The US interior department has scrapped a 2024 rule that dared to treat conservation with the same respect as development, because nothing says 'public lands' like letting oil drillers and loggers have first dibs. The rule, adopted under former president Joe Biden, was meant to refocus the Bureau of Land Management (BLM), which oversees about 10% of US land. It allowed public property to be leased for restoration - like a spa day for ecosystems - in the same way oil companies lease land for drilling. But interior secretary Doug Burgum cried foul, claiming the rule could have blocked access to hundreds of thousands of acres, preventing energy and timber production and hurting ranchers who graze on public lands. Because apparently, letting nature have a moment is a threat to commerce.

Supporters argued that conservation had long been the neglected stepchild at the BLM, overlooked since the 1976 Federal Lands Policy Management Act. While the bureau occasionally issued leases for conservation, it never had a dedicated program until Biden came along. Bobby McEnaney of the Natural Resources Defense Council warned that repealing the rule “means less protection for the clean drinking water, less protection for endangered wildlife, and less accountability when corporations leave these landscapes damaged and degraded.” In other words, the land gets to fend for itself.

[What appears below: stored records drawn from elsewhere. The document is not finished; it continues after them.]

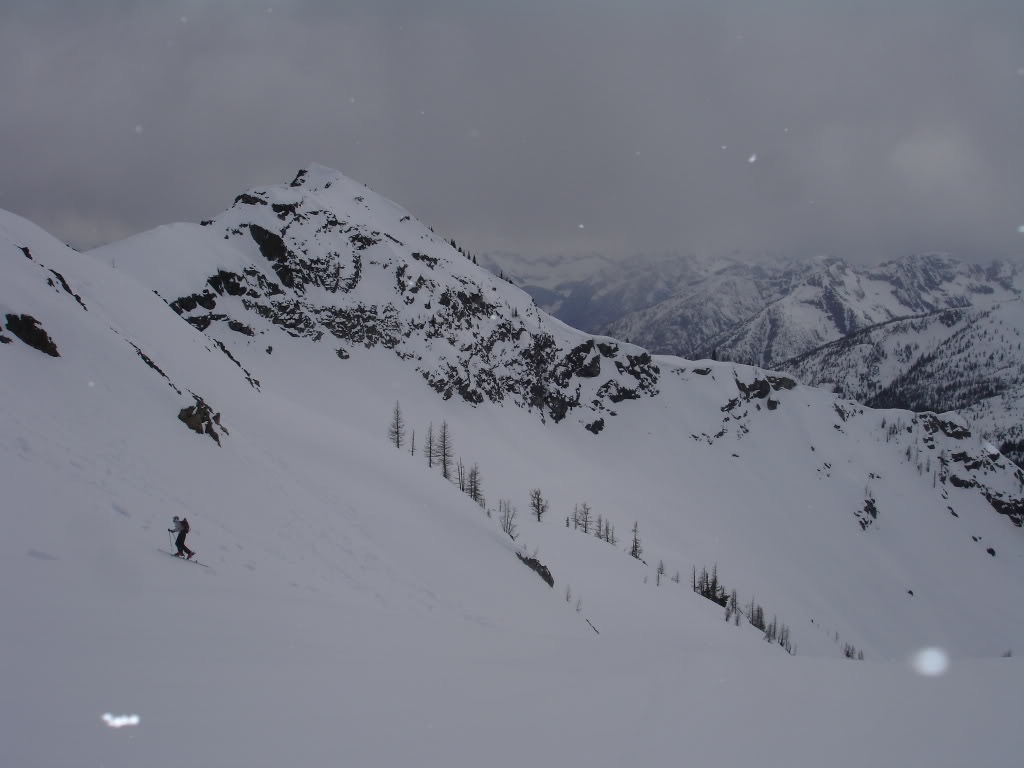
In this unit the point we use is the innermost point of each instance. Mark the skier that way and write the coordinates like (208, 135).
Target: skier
(181, 527)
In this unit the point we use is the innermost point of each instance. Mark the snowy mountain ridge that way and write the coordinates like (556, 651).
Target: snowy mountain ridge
(797, 315)
(244, 373)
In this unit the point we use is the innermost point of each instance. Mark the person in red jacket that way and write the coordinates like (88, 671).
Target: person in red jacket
(181, 528)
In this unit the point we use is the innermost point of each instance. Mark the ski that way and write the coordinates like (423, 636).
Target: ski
(195, 562)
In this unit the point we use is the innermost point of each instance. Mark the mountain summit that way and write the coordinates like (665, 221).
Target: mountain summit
(422, 500)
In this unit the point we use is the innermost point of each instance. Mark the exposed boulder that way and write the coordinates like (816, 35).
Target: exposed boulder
(201, 419)
(542, 570)
(27, 328)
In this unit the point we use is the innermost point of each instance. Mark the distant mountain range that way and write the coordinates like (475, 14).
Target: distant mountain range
(885, 335)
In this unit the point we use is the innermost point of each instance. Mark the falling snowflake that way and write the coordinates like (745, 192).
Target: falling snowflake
(120, 721)
(930, 662)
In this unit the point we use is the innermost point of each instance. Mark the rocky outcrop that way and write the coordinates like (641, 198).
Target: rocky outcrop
(534, 564)
(201, 419)
(27, 328)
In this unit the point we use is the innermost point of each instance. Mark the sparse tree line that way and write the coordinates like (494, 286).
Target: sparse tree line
(437, 450)
(583, 519)
(709, 587)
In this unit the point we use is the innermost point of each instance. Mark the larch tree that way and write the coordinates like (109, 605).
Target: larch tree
(538, 504)
(635, 549)
(429, 449)
(474, 485)
(444, 451)
(396, 430)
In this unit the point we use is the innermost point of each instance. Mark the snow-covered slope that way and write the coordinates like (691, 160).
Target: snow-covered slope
(357, 608)
(969, 360)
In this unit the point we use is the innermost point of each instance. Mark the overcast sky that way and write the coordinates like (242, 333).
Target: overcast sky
(859, 129)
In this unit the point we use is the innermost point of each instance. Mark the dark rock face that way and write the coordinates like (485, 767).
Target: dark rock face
(542, 570)
(867, 514)
(249, 200)
(241, 328)
(27, 328)
(1012, 508)
(273, 250)
(481, 349)
(202, 420)
(761, 388)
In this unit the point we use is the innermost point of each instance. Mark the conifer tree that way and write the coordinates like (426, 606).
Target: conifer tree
(429, 449)
(396, 430)
(635, 549)
(444, 451)
(538, 505)
(474, 485)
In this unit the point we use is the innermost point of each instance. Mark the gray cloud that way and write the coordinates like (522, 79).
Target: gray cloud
(879, 128)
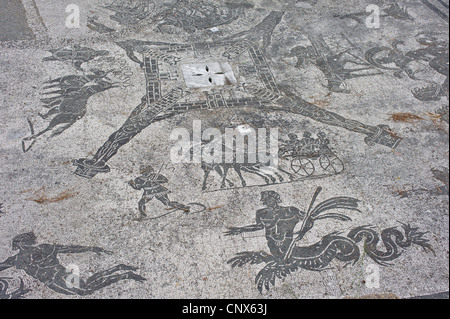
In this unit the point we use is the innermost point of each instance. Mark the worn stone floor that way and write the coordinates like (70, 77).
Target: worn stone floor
(115, 115)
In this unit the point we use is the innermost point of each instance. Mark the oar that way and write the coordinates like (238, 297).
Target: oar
(307, 217)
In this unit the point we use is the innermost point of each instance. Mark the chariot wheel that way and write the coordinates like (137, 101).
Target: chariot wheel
(331, 163)
(303, 166)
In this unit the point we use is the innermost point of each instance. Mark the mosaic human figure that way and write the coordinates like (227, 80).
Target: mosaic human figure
(152, 184)
(41, 263)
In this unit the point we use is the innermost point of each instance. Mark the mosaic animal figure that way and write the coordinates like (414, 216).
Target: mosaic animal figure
(69, 103)
(286, 256)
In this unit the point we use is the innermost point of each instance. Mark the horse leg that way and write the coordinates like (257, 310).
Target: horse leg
(205, 178)
(224, 177)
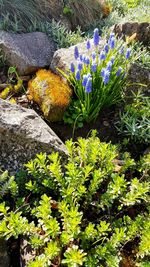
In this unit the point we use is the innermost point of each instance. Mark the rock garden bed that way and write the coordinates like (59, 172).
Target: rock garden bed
(74, 145)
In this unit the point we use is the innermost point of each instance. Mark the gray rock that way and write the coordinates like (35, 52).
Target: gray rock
(23, 134)
(28, 51)
(142, 31)
(63, 57)
(4, 258)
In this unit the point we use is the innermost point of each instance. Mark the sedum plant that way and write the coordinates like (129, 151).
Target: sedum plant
(84, 211)
(98, 78)
(134, 122)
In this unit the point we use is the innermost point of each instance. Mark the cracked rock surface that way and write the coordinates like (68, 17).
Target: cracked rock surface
(23, 134)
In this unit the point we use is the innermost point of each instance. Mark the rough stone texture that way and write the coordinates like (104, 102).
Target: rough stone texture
(63, 57)
(51, 93)
(27, 51)
(4, 259)
(138, 76)
(129, 28)
(23, 134)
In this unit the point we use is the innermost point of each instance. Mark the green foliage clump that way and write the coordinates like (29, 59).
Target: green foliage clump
(77, 210)
(134, 121)
(7, 184)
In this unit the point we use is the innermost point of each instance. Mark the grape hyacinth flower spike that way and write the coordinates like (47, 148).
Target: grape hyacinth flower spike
(80, 66)
(105, 75)
(102, 55)
(96, 37)
(88, 87)
(112, 43)
(84, 81)
(119, 71)
(93, 55)
(88, 45)
(78, 75)
(128, 53)
(72, 67)
(94, 67)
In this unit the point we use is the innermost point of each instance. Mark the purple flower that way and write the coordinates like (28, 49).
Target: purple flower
(102, 55)
(80, 66)
(112, 42)
(88, 87)
(88, 44)
(119, 71)
(103, 72)
(109, 66)
(72, 67)
(81, 57)
(94, 67)
(96, 37)
(112, 35)
(76, 52)
(84, 81)
(94, 55)
(121, 51)
(112, 60)
(78, 75)
(106, 77)
(128, 53)
(106, 48)
(89, 75)
(86, 60)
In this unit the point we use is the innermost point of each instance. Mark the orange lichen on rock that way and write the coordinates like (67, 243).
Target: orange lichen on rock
(51, 93)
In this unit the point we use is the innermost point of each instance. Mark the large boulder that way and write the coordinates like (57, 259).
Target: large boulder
(142, 31)
(4, 258)
(51, 93)
(23, 134)
(28, 51)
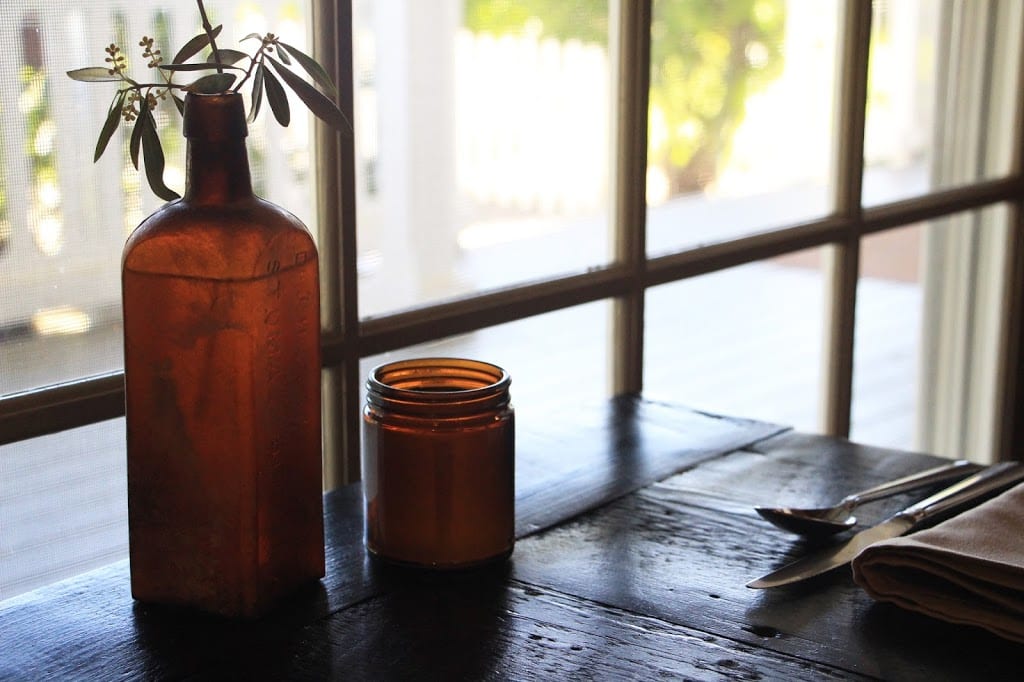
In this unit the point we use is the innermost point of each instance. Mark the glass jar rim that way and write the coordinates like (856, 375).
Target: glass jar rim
(437, 382)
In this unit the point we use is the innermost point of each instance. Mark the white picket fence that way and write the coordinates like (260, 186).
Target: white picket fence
(65, 236)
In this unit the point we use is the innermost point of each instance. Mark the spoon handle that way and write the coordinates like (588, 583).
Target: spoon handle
(953, 471)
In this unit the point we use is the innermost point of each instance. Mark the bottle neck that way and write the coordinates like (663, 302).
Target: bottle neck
(216, 163)
(217, 171)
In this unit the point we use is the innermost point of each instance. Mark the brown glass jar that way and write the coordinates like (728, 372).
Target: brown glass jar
(438, 463)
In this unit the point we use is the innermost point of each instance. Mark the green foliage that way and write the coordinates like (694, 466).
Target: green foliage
(708, 56)
(134, 101)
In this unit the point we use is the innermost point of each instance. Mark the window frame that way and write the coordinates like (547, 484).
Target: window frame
(346, 339)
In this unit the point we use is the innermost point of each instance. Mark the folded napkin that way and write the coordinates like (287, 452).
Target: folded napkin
(968, 569)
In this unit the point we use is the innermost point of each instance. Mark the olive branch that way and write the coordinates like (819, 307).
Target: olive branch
(269, 68)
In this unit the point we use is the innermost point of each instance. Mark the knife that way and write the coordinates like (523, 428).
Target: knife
(990, 480)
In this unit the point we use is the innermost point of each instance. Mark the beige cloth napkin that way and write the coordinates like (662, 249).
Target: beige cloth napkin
(968, 569)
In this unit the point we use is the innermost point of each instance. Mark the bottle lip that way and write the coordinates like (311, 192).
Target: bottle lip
(438, 383)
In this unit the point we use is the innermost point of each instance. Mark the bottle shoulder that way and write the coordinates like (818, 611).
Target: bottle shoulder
(225, 241)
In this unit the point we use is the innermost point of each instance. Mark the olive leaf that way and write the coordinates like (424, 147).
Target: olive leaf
(153, 155)
(323, 108)
(257, 93)
(278, 98)
(136, 139)
(212, 84)
(93, 75)
(111, 124)
(310, 66)
(193, 47)
(192, 66)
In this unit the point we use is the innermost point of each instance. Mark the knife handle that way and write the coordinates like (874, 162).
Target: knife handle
(989, 480)
(953, 471)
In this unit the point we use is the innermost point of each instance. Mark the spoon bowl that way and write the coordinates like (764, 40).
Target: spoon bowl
(822, 521)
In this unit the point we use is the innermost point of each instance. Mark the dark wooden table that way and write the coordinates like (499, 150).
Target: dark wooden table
(636, 539)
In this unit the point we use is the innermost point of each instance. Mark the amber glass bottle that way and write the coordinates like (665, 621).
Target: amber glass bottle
(221, 336)
(438, 463)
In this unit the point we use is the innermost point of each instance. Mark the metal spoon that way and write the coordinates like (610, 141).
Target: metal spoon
(827, 520)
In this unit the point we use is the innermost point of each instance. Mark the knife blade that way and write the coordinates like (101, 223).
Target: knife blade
(945, 502)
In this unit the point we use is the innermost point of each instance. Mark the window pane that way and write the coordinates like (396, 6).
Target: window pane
(941, 95)
(571, 368)
(64, 507)
(64, 219)
(928, 332)
(745, 341)
(739, 130)
(887, 342)
(481, 145)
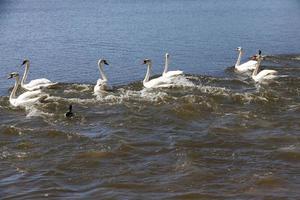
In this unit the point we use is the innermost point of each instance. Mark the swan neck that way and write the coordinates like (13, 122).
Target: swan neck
(166, 65)
(146, 79)
(256, 70)
(13, 92)
(25, 74)
(238, 62)
(102, 72)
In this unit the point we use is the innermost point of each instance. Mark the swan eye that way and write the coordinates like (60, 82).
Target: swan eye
(24, 62)
(104, 61)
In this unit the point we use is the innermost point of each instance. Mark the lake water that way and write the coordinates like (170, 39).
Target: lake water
(217, 136)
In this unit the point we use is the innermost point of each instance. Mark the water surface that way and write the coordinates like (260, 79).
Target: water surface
(216, 135)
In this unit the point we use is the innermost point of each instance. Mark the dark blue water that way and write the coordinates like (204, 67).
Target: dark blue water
(64, 39)
(221, 136)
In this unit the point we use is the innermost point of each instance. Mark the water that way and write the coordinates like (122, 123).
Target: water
(216, 135)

Industry groups and their Republican allies, who opposed the rule like cats hate water, said it violated the “multiple use” mandate by promoting the “non-use” of federal lands - i.e., letting land just sit there being ecologically valuable. Dan Naatz of the Independent Petroleum Association of America praised the repeal for providing “greater clarity and predictability” for oil and gas producers, because nothing says clarity like stripping protections for taxpayer-owned land. The repeal takes effect 30 days after publication in the Federal Register, which occurred Tuesday. It follows Congress canceling Biden-era land management plans that restricted development in Alaska, Montana, and North Dakota.

The BLM, which regulates publicly owned underground minerals across over 1 million square miles, has a long history of industry-friendly policies - including selling grazing permits and oil leases for over a century. So this move is less a new low and more a return to form.